Tutorial: Quasi-Diagonalization of a Correlation Matrix

We first need to specify the default heat map colors that are going to be used. Thus, in the Preferences pull-down menu, select Color and graphics defaults:

Next, on the left side of the panel that appears, select the radiobutton at the bottom of the Cluster Heat Colors options:

Select the radiobutton for opening an Excel file that contains a class feature, which also has the number of classes and class names in the first row of the spreadheet:

This tutorial uses expression values for p=23 mRNAs which are strongly predictive of n=63 SRBCTs in 4 diagnostic classes (Ewing's sarcoma, neuroblastoma, Burkitt's lymphoma, and rhabdomyosarcoma).

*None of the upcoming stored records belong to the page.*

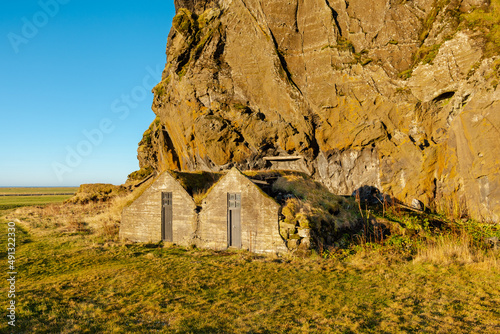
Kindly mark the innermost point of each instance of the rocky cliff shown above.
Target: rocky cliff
(397, 94)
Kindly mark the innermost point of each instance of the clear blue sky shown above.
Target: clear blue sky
(75, 87)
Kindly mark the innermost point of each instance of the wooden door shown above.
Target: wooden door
(166, 217)
(234, 220)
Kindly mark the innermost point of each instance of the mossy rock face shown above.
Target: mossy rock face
(184, 23)
(292, 244)
(304, 232)
(353, 125)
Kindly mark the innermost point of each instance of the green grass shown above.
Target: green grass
(35, 190)
(80, 283)
(9, 202)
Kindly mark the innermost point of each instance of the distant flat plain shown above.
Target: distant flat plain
(33, 196)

In the file-open dialog window, locate the SRBCT4.xlsx file that is distributed with Explorer CE and double-click on it:

After the run has completed, you will notice the following icons in the treeview to the left. Click on the Heat map icon:

The heat map is shown below. Notice that the feature-by-feature matrix is now diagonally dominant and symmetric. However, this is not a correlation matrix, it is a matrix based on Euclidean distance of sqrt(0.5*1-r)). We generate a correlation matrix next - see below.

In addition, the order of the features in memory were re-arranged according to the order shown in the cluster heat map.

Since the order of the input features is now changed, we can straightforwardly run a correlation analysis and generate a correlation matrix as well as a "significance heat map" to reveal that the greatest correlation coefficients are near the diagonal of the correlation matrix.

From the Analysis pull-down menu, select Association, then Correlation, Covariance, or Euclidean distance:

Click on the Pearson correlation (html) icon, which will show the html version of the correlation matrix. Notice that a majority of the greatest and most significantly positive (r>0) coefficients are near the diagonal of the correlation matrix. (to zoom out from the html table, select Cntl and use your mouse-wheel).

Next, click on the Pearson correlation icon (the 2nd icon) and you will see a heat map showing the correlation matrix with color-coding related to significance test results for each coefficient. Red-colored coefficient cells in the image represent positive correlation coefficients whose p-values are significant at the 0.01 level. This image is perhaps the best one to use to show a diagonally dominant correlation matrix based on quasi-diagonalization, since the original cluster heat map (shown above after hierarchical cluster analysis - HCA) is based on Euclidean distance.